Researchers at Nagoya University in Japan have made a significant discovery in the study of amyotrophic lateral sclerosis (ALS), also known as Lou Gehrig’s disease. Their research, published in the Proceedings of the National Academy of Sciences, has revealed a connection between the progression of ALS and the disruption of mitochondria-associated membranes (MAM), the point of contact between the mitochondria and the endoplasmic reticulum (ER) of the cell.

ALS is a complex disease that affects motor neurons, and previous studies have indicated the involvement of mitochondria and the ER, specifically at the MAM. However, the precise mechanisms underlying the disease progression have remained unclear.

The researchers focused on TANK-binding kinase 1 (TBK1), an enzyme with a crucial role in various biological processes, including inflammation and the removal of damaged proteins from cells. Mutations in the TBK1 gene have been linked to ALS, but the specific ways in which TBK1 malfunctions contribute to the development of the disease have not been fully understood.

The team, led by Koji Yamanaka at Nagoya University’s Research Institute of Environmental Medicine, collaborated with Masahisa Katsuno of the Graduate School of Medicine to investigate further. They discovered that brain and spinal cord tissues in ALS patients, as well as mice with disrupted MAM, showed decreased activation of TBK1.

Seiji Watanabe, the first author of the study, explained, “TBK1 is crucial for stress response in motor neurons. If we reduce its activity, it will result in reduced tolerance to stressors, leading to neurotoxicity and eventual motor neuron death. This finding is particularly significant because abnormal protein accumulation and the resulting stress cause ALS and other neurodegenerative diseases.”

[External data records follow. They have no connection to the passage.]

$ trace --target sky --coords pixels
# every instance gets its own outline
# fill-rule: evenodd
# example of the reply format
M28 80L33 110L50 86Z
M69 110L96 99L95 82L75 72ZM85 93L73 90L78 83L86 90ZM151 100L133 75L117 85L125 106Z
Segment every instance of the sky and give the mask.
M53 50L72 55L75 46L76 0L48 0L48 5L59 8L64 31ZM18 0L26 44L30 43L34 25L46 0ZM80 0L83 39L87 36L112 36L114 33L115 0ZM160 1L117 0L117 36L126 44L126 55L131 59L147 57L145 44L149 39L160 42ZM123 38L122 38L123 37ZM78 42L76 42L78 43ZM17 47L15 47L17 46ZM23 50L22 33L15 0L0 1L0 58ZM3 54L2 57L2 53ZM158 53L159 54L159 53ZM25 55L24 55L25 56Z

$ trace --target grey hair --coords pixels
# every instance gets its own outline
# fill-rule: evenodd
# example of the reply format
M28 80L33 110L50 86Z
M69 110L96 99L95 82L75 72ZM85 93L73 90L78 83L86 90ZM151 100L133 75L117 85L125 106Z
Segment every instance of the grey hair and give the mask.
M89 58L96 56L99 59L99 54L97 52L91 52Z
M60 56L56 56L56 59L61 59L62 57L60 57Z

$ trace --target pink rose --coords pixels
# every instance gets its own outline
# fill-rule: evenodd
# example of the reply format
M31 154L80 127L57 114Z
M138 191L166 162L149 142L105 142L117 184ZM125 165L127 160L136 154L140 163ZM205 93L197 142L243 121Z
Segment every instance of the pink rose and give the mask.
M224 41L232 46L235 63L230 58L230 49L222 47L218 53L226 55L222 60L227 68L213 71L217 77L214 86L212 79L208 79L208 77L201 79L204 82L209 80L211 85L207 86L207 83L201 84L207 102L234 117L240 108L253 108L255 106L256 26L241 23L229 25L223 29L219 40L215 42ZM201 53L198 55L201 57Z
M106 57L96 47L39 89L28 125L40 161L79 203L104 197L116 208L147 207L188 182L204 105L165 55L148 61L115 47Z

The researchers also found that when MAM is disrupted in ALS, TBK1 activity decreases. Administering arsenite, an agent that lowers TBK1 activity and disrupts MAM, to mice resulted in the mice exhibiting motor problems similar to ALS.

Yamanaka emphasized, “Our study sheds light on the crucial role of TBK1 and the disruption of MAM in the progression of ALS. Understanding these mechanisms is essential for the development of potential treatments and interventions for this devastating neurodegenerative disease.”